It’s official – I’ve put my second novel, I Don’t Know Why, which I completed a first draft of about a year ago, on the shelf. I’ve just been unable to generate any enthusiasm about fixing the many things that I know are wrong with it. I’m hoping that by putting some distance between it and me that someday I can revisit it and it’ll feel fresh and alive again.
Recently, I started forming the idea for a new novel, and I’m excited about it. I sketched out a basic outline of the plot and the biographies of several key characters, and I’ve started writing. I’m about forty pages into it, and I’m having fun watching the characters reveal themselves. I’m learning new things about them all the time, and my original assumptions about the plot are being challenged. I found this to be true on both of my previous novels – once I started bringing the characters to life, they demanded changes to the story, and both books turned out to be drastically different than what I’d originally envisioned.
So it is that lately I’ve been getting phone calls waking me up in the middle of the night. I always move to another room so as not to wake up my wife, hence avoiding an “It’s Jake from State Farm” moment. That would be easier to explain than the truth, that the calls are coming from characters in my book.
For example, I was awakened one early night by Craig Tyler, a nineteen year old kid who is the central character and narrator of the new book. The phone rang at 2:30 in the morning.
“Hello?” I mumbled into the phone.
“Hi, Dave. It’s Craig Tyler.”
“Who?”
“Craig Tyler. You know , from your book?”
“Oh, Craig Tyler. But you’re fictional.”
“Never mind that,” he said. “I’m a little bit concerned about what you wrote tonight.”
“Yeah, what about it?”
“Well, don’t you think it’s important that you mention I’m a really strong swimmer?”
“I thought it was obvious.”
“I still think you should mention it. It just might be distracting to the reader as is.”
“Okay,” I said, “I’ll see what I can do.”
“Thanks, Dave,” he said.
I wrote in my journal, “Craig is rather neurotic, and worries about things that aren’t really important.”
The next night the phone rang at 3:03. The voice on the other end wasn’t happy.
“Hello?” I said.
“This is Paul, Paul Tyler? Craig’s brother? Hello?”
“Yeah, yeah, okay, Paul. What can I do for you?”
“Really? Really, Dave? A heroin addict? That’s the best you could come up with?”
“Yeah, I thought it was a good idea.

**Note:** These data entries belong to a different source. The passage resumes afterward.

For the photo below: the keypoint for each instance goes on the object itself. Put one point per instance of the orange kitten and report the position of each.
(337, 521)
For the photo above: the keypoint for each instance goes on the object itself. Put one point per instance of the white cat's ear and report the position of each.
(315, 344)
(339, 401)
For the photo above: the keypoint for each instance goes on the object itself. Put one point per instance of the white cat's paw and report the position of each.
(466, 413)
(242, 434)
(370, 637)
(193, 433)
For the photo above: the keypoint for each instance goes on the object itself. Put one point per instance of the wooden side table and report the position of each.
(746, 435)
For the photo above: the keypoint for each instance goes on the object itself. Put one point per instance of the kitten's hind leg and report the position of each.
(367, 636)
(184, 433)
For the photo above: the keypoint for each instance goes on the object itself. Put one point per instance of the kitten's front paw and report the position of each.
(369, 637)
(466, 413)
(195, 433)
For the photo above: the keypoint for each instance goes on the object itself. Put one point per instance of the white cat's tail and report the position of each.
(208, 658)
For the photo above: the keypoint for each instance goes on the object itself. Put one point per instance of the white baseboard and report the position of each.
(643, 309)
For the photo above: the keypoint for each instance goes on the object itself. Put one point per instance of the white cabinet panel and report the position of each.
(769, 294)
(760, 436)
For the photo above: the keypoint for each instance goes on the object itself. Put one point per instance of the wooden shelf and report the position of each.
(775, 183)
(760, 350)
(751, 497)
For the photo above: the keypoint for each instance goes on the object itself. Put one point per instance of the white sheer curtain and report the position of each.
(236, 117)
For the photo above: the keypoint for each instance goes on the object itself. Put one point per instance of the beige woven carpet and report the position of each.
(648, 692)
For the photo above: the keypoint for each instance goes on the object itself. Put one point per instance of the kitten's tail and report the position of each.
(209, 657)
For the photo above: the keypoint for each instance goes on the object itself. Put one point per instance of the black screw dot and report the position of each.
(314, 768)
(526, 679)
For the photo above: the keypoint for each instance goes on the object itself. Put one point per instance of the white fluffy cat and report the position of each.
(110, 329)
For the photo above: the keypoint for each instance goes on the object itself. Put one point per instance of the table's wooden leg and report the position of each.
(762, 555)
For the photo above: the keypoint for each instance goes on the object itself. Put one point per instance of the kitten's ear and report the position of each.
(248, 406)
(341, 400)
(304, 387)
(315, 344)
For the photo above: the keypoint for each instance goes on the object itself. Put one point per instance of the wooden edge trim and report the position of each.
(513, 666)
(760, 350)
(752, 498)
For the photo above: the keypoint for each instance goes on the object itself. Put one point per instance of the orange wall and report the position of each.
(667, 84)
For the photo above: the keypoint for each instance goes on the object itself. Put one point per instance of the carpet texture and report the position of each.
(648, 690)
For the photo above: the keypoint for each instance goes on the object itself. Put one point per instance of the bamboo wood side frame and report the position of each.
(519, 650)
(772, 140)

You’re supposed to be a tragic figure.”
“Well, let me ask you, what do you know about heroin?”
“Um, not a lot.”
“You know nothing about it, admit it!”
“Okay, so I don’t know anything. What’s the big deal? “
“I’m gonna be this big tragic figure, suffering from heroin addiction, and I’ve got to count on your skill to bring me to life and I turns out you don’t know jack shit about heroin.”
“So? I’ll do a little research.”
“You couldn’t have made me addicted to something you know about. Like, I don’t know, maybe a Cheerios addict?”
“A Cheerios addict,” I said. “Yeah, that would make you real tragic.”
I could hear Paul sigh. Then he said, “So let me be blunt – you ain’t Eugne O’Neil, and this ain’t no Long Day’s Journey into Night.”
“Long day’s journey – I get it, because the mother in Long Day’s Journey into Night was an addict.”
“That’s right.”
“But she was a morphine addict, not heroin,” I said.
“Oh, well excuse me, that makes all the difference in the world. I’m being sarcastic in case you’re too stupid to tell.”
“Now, Paul, there’s no reason to get nasty …”
“And another thing. That scene you wrote last night? With me visiting Craig?”
“Yeah?”
“Well, I’m already dead, aren’t I?”
“You come to Craig in a dream.”
“I come to Craig In a dream. Big fucking deal. I’m still dead, so that makes me a ghost.”
“So?”
“So, it’s been done before. Hello. Ever hear of a guy named Hamlet? Hello?”
“You know, when I created you, I don’t remember making you so bitter.”
“Bitter. Fuck you. You’d be bitter, too, if you were a fucking dead heroin addict who had to visit people in their dreams.”
“That’s true,” I said. I wrote in my journal, “Paul is bitter.” I thanked him for calling and went back to bed.
Now if I could only get a decent night’s sleep, I might be able to do something with that.
Those brothers aren’t going to leave you alone especially if you keep writing more stuff about them. The more you bring them to life the more they will want a say, maybe the last say, in how you portray them. Good luck with the dreams. You are doing them well. I’m sending Paul and Craig an email that you are sticking to your guns. Good.